Craig Miller — Miller tried to fight suicidal thoughts with writing, and after a failed suicide attempt he wrote a book, “This is How it Feels.”

Leah Harris — Harris is a mother, storyteller, survivor and human rights advocate. She has spoken at gatherings and conferences including the National Association for Rights Protection and Advocacy (NARPA), Alternatives and the National Conference on Organized Resistance (NCOR).

Kelechi Ubozoh — Ubozoh attempted suicide when she was 23 this way: She describes herself as wearing “a mask every day, pretending to be happy when I was not.” She is now a mental health advocate.

Ann Taylor — After Taylor, a single parent, confessed to her teenage son that she attempted suicide, she made the choice to find ways to not only enhance her life, but to enjoy it.

Jean and John Toh — The Tohs’ son Brandon committed suicide, and Jean wants to share her story to help others.

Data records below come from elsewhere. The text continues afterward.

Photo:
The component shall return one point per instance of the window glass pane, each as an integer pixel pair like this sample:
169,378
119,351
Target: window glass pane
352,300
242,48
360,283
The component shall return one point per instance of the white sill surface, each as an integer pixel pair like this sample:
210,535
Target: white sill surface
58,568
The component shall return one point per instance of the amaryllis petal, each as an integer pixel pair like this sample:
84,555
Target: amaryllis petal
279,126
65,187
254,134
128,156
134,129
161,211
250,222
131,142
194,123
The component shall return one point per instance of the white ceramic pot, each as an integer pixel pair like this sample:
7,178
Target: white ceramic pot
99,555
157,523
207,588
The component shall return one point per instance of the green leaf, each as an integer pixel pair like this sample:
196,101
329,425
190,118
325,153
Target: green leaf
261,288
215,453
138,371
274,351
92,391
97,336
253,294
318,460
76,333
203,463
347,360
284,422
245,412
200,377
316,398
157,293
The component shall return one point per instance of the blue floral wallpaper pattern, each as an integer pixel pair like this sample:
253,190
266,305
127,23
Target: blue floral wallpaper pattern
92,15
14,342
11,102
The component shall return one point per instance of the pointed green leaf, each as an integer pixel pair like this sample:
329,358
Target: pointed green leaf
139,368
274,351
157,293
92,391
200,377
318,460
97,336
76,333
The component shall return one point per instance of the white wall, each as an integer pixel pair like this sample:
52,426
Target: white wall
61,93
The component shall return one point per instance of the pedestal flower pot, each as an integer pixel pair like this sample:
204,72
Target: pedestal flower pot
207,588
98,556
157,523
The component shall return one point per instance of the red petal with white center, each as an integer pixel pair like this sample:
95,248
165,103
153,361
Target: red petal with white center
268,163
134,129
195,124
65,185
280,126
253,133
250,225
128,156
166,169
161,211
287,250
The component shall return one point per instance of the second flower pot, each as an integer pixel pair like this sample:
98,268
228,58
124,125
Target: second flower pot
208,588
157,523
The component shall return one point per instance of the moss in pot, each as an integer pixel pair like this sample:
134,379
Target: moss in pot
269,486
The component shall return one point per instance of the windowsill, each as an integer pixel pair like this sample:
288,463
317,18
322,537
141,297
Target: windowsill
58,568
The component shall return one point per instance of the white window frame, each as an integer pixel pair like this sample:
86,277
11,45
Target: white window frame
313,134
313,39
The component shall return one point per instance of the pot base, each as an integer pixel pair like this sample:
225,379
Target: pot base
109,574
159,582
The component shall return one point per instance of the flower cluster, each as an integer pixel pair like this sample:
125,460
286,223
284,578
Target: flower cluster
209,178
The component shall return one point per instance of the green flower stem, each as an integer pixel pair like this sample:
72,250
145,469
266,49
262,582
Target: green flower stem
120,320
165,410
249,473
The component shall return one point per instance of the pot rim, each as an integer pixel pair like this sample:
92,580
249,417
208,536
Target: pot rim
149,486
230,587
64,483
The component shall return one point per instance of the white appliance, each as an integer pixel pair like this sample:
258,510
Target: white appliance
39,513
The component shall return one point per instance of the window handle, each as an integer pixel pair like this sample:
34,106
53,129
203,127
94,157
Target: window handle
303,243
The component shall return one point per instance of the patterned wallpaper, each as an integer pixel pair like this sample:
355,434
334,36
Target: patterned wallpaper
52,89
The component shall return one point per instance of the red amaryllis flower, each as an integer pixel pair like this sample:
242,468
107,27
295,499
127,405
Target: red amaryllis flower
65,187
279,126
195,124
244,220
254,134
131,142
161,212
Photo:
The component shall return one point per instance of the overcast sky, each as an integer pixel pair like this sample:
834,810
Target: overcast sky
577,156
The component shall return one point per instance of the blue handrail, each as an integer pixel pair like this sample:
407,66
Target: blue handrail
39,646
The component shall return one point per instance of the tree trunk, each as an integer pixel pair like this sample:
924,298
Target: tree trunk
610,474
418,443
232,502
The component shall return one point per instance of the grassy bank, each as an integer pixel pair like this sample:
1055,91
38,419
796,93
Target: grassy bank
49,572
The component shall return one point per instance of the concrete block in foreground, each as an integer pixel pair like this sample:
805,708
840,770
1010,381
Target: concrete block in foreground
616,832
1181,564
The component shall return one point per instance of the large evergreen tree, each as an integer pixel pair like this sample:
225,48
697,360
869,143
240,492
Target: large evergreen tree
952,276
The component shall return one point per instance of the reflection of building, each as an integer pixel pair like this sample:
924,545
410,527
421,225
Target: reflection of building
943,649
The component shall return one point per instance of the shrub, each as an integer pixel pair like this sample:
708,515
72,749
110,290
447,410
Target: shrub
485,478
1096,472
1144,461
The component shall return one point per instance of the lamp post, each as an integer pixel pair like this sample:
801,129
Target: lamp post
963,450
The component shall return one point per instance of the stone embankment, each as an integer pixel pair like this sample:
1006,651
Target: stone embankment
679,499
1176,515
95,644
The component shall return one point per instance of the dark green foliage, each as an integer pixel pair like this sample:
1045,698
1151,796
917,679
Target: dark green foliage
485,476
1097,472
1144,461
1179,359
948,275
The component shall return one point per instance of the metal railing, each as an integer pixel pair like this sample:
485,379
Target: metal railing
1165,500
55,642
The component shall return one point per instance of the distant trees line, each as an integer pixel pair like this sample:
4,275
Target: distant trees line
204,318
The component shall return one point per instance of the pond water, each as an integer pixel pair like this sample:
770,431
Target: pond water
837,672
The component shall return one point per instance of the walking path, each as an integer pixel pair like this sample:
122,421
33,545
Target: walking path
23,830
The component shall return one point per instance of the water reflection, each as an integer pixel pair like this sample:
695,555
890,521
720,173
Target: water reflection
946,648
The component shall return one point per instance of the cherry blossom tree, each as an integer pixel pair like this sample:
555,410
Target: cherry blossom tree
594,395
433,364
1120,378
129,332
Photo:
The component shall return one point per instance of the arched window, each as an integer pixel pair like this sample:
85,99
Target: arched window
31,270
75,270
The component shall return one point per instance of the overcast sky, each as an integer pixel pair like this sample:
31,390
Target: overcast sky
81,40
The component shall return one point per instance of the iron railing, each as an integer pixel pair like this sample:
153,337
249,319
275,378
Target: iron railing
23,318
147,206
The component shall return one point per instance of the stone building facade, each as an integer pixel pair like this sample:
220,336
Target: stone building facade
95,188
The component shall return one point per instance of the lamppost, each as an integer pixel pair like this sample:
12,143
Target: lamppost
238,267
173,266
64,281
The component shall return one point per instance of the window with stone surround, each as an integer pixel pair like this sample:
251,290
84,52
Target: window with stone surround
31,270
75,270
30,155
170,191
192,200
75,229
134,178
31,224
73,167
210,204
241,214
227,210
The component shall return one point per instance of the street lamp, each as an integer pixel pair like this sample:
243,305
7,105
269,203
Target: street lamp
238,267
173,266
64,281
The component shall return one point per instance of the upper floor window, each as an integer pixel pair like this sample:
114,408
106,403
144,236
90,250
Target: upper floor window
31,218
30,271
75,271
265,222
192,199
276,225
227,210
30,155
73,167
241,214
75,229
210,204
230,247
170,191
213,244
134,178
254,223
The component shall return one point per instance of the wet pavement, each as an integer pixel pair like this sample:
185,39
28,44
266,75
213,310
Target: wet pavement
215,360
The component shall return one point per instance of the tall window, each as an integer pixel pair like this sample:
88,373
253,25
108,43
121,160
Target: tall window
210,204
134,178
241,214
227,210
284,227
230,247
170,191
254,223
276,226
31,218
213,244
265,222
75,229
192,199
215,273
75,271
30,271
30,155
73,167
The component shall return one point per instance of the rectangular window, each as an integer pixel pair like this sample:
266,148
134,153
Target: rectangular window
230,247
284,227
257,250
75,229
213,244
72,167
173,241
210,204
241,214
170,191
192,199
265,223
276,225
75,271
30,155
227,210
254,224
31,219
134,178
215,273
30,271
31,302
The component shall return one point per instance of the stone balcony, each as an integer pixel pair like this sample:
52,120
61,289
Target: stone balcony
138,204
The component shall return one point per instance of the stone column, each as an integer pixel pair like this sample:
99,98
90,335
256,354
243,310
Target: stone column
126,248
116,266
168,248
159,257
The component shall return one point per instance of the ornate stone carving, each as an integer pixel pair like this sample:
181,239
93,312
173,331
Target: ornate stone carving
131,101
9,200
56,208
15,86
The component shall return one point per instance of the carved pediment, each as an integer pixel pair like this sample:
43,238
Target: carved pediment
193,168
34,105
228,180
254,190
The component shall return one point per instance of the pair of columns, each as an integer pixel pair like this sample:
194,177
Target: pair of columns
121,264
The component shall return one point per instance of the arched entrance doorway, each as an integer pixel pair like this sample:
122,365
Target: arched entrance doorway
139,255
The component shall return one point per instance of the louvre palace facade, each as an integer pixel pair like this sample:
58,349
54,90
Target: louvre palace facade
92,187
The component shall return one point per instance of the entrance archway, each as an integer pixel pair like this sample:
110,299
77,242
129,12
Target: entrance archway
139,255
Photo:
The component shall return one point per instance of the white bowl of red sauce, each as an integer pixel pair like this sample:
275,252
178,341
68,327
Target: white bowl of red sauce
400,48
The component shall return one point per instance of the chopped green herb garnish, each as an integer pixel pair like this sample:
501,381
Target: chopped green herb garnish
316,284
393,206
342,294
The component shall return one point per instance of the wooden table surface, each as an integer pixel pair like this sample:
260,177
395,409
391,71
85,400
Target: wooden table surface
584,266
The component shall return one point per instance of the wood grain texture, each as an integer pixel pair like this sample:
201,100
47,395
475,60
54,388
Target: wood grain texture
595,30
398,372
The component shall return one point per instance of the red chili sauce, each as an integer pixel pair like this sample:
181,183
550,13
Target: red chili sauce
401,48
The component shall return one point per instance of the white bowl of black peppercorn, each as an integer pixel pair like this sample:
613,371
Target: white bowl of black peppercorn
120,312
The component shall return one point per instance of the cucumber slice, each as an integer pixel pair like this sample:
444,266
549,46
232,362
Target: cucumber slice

She has made a commitment to remember her son and “all facets of the life he did live.”


Throughout the interviews, Klein found the common thread that kept these survivors going were people who took the time to listen and connect with them.

“There is generally a sense of disconnection, a sense of hopelessness that brings people to the point where they wanted to commit suicide,” she said. “You feel depressed. You don’t want to be a burden. You feel worthless and that nobody wants you around.”

When people feel these things, the last thing they want to do is go to a party or call a friend, Klein said.

“This is the time when you should call a friend,” she said. “What happened to most of the people in the film is at the time when they should absolutely not isolate themselves, that’s what they wanted to do the most.”

During each interview, Klein asked the subjects if they really wanted to die or if they just wanted the pain of hopelessness to end.

“Most everyone said they just wanted the pain to end,” she said.

Although some have a conception that suicide is a cop out, Klein thinks differently.

“There is nothing easy, selfish or cowardly about suicide, and I believe that to my very core,” she said. “When someone says a friend ‘fought cancer so hard’ and then turn around and say a suicide victim ‘just gave up,’ we need to stop and think, because we don’t know if they really gave up. Oftentimes, they do struggle. Sometimes they struggle for years.”

Making “The S Word” was like riding a roller coaster for Klein.

“It brought up all of these emotions and feelings again,” she said. “But meeting these people who have been to the edge and survived, gave me a connection and deeper understanding of what might have led my father and brother to do what they did.”

Klein believes “The S Word” is part of a larger picture when it comes to understanding suicide, which was brought into focus on a recent trip to Lithuania.

“I realized the cultural differences melt away when we talk about suicide,” she said. “We’ve all felt pain. We’ve all gone through things, and if we can just show people that they are less alone, it means so much.”

Klein looks forward to bringing the film to Park City and engaging in the audience during the panel discussion.

“I encourage people to ask questions,” she said. “If people are too shy to ask in front of a crowd, I would love them to come talk with me afterwards.”